Several days, and many howls and accidents, and near misses, later, Jacob stood along the edge of a stream, his spear ready to take a trout. He stabbed, and thrusted, and stabbed again, and thrusted again, and on his spear was three good sized trout. He watched a fourth get away. He was slightly disappointed, but three trout would still be a good meal. He brought the fish over to a prepared fire, cleaned them, and set them roasting on green twigs.
He noticed the silence, once again. “Cedric?”
The werewolf showed himself. “You’re the last one,” he said.

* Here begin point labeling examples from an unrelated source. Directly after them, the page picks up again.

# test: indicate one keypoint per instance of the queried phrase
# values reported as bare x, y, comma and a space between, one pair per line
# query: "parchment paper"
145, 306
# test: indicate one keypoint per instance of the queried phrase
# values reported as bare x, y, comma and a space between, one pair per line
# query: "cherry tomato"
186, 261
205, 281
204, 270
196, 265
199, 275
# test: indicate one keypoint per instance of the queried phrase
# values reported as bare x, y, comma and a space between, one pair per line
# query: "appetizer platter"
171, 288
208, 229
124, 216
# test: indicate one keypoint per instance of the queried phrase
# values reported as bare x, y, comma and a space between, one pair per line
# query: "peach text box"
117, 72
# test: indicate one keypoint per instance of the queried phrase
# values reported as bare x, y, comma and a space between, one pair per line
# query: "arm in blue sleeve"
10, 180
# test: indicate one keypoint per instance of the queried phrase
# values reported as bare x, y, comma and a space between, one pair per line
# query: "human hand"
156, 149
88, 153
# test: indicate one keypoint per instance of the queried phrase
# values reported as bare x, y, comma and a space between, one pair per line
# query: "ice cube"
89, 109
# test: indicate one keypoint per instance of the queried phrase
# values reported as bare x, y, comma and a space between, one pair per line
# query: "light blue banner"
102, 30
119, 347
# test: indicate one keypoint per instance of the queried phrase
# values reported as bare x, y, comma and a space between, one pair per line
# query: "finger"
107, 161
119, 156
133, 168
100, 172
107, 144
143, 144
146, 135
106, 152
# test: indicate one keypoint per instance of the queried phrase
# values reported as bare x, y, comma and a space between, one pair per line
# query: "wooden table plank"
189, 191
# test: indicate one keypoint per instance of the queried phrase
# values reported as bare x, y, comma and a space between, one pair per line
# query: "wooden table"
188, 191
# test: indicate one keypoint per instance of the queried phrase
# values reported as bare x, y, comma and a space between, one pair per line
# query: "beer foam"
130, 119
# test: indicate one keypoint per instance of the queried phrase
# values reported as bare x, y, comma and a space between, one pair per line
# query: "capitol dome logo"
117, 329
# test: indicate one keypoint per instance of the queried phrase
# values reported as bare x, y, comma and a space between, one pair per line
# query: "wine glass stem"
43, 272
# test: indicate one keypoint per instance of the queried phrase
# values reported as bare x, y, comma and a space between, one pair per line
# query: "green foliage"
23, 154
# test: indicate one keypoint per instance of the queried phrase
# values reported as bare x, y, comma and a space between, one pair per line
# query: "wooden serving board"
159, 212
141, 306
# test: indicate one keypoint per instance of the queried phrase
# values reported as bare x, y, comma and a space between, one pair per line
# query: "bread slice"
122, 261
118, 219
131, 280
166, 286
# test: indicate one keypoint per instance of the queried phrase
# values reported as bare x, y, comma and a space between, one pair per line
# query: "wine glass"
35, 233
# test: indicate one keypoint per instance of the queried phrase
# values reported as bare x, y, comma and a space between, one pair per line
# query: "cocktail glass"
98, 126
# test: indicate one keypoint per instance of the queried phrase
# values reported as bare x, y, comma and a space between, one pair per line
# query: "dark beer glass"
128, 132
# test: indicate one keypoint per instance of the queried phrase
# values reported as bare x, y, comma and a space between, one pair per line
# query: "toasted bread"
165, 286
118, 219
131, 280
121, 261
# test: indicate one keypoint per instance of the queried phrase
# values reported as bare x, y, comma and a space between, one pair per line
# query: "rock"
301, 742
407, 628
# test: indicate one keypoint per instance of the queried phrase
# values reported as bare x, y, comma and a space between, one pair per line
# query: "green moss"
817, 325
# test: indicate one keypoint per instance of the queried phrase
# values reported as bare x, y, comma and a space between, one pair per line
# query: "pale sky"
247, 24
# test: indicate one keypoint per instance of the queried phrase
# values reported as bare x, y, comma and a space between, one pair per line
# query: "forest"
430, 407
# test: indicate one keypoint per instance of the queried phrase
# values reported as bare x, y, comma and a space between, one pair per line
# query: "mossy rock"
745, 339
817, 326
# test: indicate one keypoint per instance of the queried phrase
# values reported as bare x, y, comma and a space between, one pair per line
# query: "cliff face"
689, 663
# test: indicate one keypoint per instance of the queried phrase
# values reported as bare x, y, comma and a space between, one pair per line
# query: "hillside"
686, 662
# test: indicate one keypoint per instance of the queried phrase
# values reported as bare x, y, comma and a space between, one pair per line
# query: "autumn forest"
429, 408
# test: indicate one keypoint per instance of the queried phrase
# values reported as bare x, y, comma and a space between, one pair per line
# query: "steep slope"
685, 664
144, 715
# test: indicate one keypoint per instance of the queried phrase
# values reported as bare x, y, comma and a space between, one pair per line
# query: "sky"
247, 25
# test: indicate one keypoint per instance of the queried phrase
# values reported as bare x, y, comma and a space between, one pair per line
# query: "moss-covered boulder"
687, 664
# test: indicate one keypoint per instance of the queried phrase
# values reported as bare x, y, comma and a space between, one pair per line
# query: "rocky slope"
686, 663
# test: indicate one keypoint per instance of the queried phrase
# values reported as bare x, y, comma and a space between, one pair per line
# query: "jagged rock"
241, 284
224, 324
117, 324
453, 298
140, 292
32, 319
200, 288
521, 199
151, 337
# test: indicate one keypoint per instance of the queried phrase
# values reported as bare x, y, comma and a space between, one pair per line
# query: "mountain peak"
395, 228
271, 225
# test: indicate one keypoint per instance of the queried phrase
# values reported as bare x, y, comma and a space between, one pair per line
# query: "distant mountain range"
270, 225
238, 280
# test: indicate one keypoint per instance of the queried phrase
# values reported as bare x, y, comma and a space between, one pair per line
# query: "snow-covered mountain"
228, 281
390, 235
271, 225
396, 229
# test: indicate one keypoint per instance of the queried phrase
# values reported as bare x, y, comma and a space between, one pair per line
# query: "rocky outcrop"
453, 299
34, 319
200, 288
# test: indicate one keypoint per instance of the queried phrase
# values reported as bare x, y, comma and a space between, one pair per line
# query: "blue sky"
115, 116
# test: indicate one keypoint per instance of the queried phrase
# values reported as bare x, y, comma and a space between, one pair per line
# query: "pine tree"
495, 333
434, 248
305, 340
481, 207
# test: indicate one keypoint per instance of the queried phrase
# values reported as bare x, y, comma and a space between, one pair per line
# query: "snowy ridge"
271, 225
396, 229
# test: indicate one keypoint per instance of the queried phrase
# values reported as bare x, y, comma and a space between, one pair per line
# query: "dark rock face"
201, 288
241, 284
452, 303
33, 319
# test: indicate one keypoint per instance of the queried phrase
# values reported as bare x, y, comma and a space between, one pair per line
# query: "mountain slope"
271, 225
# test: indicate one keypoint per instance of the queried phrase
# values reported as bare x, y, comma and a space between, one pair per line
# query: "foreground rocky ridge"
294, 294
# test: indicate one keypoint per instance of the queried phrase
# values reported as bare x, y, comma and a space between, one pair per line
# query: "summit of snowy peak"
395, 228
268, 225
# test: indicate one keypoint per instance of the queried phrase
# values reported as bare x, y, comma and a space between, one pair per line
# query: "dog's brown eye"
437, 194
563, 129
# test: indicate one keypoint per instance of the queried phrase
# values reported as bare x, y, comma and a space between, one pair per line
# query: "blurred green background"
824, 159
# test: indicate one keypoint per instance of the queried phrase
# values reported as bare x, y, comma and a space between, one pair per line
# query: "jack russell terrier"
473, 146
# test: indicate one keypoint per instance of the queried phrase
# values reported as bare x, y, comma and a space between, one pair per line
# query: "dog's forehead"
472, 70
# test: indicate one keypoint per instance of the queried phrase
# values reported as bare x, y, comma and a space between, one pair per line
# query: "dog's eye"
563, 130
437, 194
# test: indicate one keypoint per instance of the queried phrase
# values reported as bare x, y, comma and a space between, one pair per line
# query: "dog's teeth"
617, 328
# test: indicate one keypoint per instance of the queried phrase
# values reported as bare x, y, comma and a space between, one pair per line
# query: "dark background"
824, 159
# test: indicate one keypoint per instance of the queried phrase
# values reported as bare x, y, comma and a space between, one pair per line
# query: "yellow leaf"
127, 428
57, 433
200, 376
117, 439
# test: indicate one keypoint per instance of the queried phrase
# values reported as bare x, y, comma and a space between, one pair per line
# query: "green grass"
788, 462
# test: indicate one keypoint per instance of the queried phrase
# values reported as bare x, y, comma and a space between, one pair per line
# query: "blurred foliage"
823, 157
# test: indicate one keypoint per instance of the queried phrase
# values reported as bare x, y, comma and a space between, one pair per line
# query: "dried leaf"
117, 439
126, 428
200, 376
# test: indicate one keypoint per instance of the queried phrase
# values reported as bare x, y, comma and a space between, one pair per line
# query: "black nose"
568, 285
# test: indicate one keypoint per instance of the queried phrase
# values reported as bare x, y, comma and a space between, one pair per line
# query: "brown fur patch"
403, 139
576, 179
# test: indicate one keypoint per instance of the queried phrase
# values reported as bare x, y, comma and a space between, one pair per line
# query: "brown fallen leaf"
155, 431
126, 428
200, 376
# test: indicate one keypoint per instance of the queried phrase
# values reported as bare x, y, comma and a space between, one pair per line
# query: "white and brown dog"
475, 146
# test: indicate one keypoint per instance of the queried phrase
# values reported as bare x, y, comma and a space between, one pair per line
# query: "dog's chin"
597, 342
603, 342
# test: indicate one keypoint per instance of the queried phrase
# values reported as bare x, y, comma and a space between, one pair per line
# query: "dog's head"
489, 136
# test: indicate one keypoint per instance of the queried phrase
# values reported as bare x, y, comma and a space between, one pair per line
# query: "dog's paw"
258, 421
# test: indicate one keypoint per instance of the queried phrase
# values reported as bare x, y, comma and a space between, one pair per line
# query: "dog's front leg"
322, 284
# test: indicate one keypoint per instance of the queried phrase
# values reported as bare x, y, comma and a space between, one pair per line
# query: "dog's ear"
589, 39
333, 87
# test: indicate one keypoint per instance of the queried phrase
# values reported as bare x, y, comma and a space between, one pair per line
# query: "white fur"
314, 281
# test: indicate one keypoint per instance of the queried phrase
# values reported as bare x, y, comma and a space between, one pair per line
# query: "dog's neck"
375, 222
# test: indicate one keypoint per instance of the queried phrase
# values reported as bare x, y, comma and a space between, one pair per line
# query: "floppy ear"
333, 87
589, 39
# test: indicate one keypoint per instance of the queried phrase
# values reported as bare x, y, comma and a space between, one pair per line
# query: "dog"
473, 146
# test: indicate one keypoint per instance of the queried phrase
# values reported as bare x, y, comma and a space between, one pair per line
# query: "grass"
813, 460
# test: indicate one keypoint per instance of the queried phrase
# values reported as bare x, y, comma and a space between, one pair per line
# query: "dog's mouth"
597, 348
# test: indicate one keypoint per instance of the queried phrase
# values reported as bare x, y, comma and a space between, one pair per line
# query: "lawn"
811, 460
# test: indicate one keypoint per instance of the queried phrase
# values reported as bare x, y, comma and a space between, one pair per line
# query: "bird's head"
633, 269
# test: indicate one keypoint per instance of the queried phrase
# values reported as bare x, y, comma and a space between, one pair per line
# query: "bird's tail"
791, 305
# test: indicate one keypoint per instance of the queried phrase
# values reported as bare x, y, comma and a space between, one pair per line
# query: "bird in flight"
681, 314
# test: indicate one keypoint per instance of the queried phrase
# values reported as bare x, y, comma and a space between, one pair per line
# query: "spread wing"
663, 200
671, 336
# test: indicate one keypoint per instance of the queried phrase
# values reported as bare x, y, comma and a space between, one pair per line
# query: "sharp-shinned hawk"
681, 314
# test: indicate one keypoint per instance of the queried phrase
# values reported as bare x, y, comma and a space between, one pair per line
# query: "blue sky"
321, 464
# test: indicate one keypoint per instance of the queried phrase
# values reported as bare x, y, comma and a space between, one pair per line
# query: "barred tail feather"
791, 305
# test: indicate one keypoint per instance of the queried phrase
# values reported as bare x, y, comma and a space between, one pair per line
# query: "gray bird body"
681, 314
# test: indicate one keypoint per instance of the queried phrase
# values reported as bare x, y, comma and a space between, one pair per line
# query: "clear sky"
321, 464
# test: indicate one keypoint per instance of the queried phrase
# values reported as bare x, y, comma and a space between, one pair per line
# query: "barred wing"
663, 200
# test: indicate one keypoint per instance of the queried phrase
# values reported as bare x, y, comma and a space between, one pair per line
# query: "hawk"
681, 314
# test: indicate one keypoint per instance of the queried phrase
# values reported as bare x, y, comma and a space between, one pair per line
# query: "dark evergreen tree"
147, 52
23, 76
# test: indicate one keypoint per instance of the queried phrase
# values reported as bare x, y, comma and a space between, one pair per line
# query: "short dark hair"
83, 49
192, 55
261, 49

Jacob nodded. “I heard. What’s your offer?”
Cedric grinned. “Three hundred ninety.”
Jacob looked at the sun, and looked out at the plain on the other side of the stream. “Three days are almost up.”
“In another hour,” said Cedric.
“You know the stories about how werewolves used to get their servants,” said Jacob.
Cedric looked towards the plain. “They’d abduct people and force them to survive in the wilderness with very little. If the werewolf caught them, that person was forced to work for the werewolf. If they did a good job, they’d get their freedom in a year, but if not, well, you know how things were.”
“Of course, there was also what would happen if they made it to the river,” said Jacob.
“If, they made it, if!” said Cedric. “If they made it, the human could get whatever they wanted. If they made it, that is. But, as you and I know, most didn’t.”
“So, here’s my offer,” said Jacob. “Enjoy some fish with me, and afterwards, we’ll run to the river. If you catch me, three hundred ninety gold coins, but if I get to the river, four hundred.”
Cedric chuckled, as he sat down. “Time might be up by then, with it being five miles between here and there.”
“Ah, but that’s when I can ask your father the Favor,” said Jacob.
Cedric grinned. “I’m good with that.”
“Don’t make it too easy on me,” said Jacob.
The pair shared a laugh, and sat down to watch the fish cook. The Wolf Run would end soon, and the ending would be a memorable one.